Furthermore, our study found that the protein expressions of BDNF in brain had different degrees of reduction in the test groups. BDNF is able to suppress appetite signals in the brain and prevent obesity (38). In addition, BDNF supports synaptic plasticity and neuronal excitability, and was important for learning and memory function (39, 40). Wu et al. indicated that SD rats fed long-term high-fat diet had decreased levels of BDNF in brain (12), which was similar to our outcome. Molteni et al. also showed that a high-fat, refined sugar diet reduced hippocampal BDNF, neuronal plasticity, and learning ability (41).
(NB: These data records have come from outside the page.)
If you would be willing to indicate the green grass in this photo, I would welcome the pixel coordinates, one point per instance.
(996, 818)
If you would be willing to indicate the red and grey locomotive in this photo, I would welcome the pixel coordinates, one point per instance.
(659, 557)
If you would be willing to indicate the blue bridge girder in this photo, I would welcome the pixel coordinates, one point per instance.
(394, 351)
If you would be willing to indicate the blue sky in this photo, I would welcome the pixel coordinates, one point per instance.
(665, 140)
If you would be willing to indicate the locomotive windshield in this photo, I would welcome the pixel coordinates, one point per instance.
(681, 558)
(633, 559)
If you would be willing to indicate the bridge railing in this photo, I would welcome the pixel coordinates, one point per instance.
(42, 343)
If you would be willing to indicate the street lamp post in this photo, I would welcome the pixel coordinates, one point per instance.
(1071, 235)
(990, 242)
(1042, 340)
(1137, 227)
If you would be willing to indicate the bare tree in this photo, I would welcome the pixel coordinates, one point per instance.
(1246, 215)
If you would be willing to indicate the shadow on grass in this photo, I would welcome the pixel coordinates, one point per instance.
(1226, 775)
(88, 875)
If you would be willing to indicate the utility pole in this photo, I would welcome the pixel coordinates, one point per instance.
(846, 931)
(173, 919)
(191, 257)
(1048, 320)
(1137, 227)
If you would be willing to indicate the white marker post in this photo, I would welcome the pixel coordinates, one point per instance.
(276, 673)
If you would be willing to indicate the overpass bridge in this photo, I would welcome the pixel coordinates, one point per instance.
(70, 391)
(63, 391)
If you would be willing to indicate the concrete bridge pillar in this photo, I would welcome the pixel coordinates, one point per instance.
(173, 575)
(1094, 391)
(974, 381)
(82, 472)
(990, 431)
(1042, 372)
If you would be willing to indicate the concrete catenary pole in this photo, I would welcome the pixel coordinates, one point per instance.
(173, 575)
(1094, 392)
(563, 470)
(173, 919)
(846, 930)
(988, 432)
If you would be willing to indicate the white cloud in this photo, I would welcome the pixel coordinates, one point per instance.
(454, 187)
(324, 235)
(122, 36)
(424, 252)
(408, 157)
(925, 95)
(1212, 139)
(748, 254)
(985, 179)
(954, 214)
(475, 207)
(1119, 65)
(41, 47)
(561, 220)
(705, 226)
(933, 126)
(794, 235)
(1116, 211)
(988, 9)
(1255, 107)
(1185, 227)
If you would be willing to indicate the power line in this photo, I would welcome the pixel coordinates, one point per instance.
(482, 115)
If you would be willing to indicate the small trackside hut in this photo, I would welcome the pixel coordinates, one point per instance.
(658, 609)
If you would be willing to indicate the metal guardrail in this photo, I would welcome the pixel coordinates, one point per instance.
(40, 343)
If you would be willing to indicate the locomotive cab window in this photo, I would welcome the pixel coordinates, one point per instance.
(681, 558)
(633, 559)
In our results, the levels of 5-HT in brain decreased in the MCSFA, n-6 PUFA, MUFA, and TFA groups. Tillisch et al. demonstrated that 5-HT could enter central nervous system through gut-brain axis, which affected brain function(42).
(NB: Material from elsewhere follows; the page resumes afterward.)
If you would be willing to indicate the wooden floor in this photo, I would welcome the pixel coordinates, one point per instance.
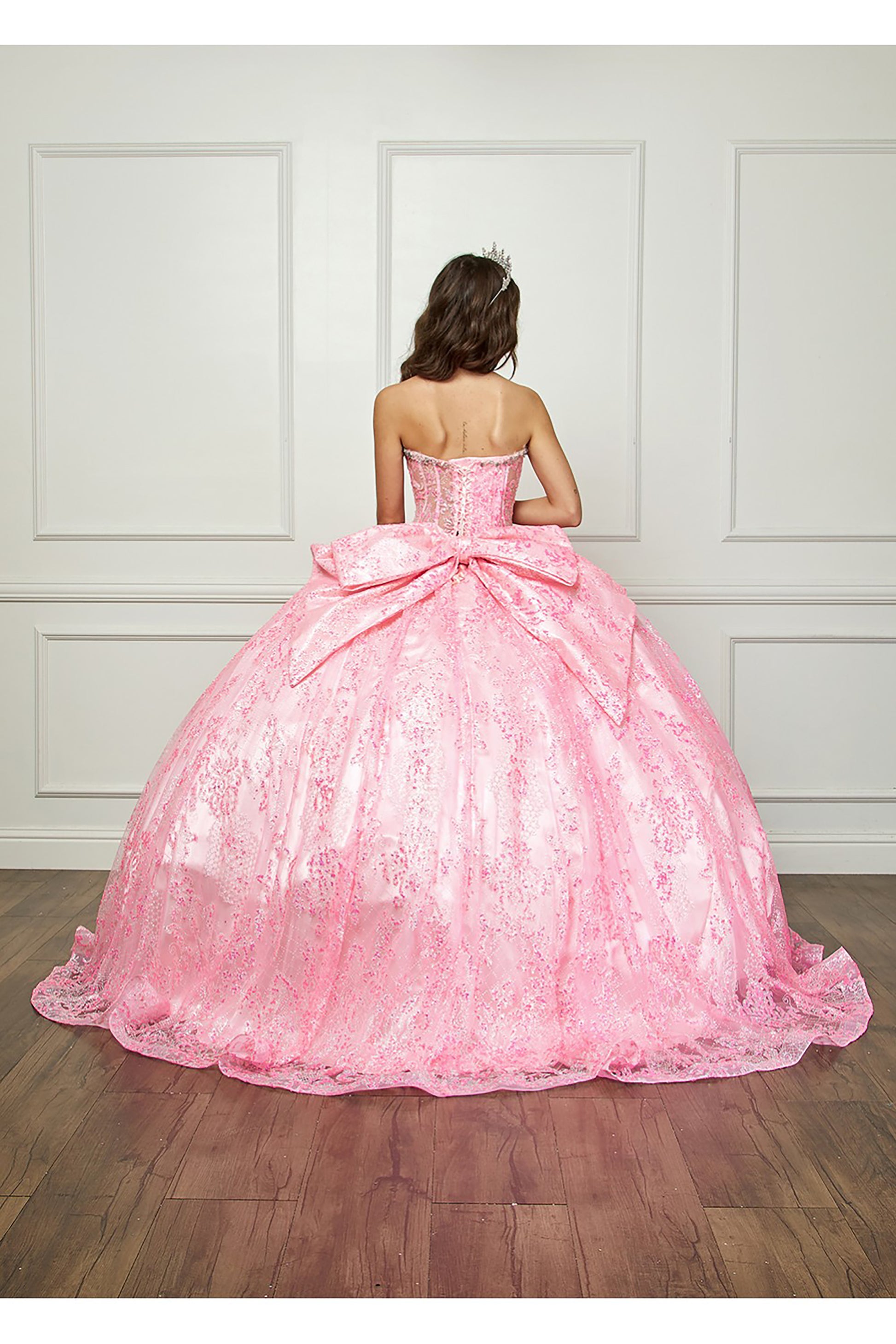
(128, 1176)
Leptin can reduce appetite and energy intake, and regulate central nervous system inflammation as an immunomodulatory factor (43). Related researches indicated that high SFA diet was positively correlated with increased serum leptin in animals and humans (44), which was associated with the occurrence of AD (15). Several studies found that leptin resistance is associated with cognitive deficits (45, 46). However, our outcome of leptin in hippocampus was contrary to previous related researches, which might because high-fat diets decreased the rate of ghrelin transported across the BBB (47). In our study, the insulin of hippocampus in the MCSFA group increased among all groups, and decreased in the LCSFA, n-3 PUFA, and MUFA groups, compared to the CON group. Perry et al. showed that high-fat diet led to obesity and insulin resistance in rats (48). Some evidences indicated that insulin, like leptin, might have a key role in cognitive function through regulation of synaptic plasticity and trafficking of neurotransmitter receptors (49, 50). The immunoexpression of ghrelin in ileum and colon presented different degrees of reduction in six test groups of our study. Zachary et al. demonstrated that high-fat diet resulted in the permeability of BBB increasing and the active transport of ghrelin across the BBB decreasing (51).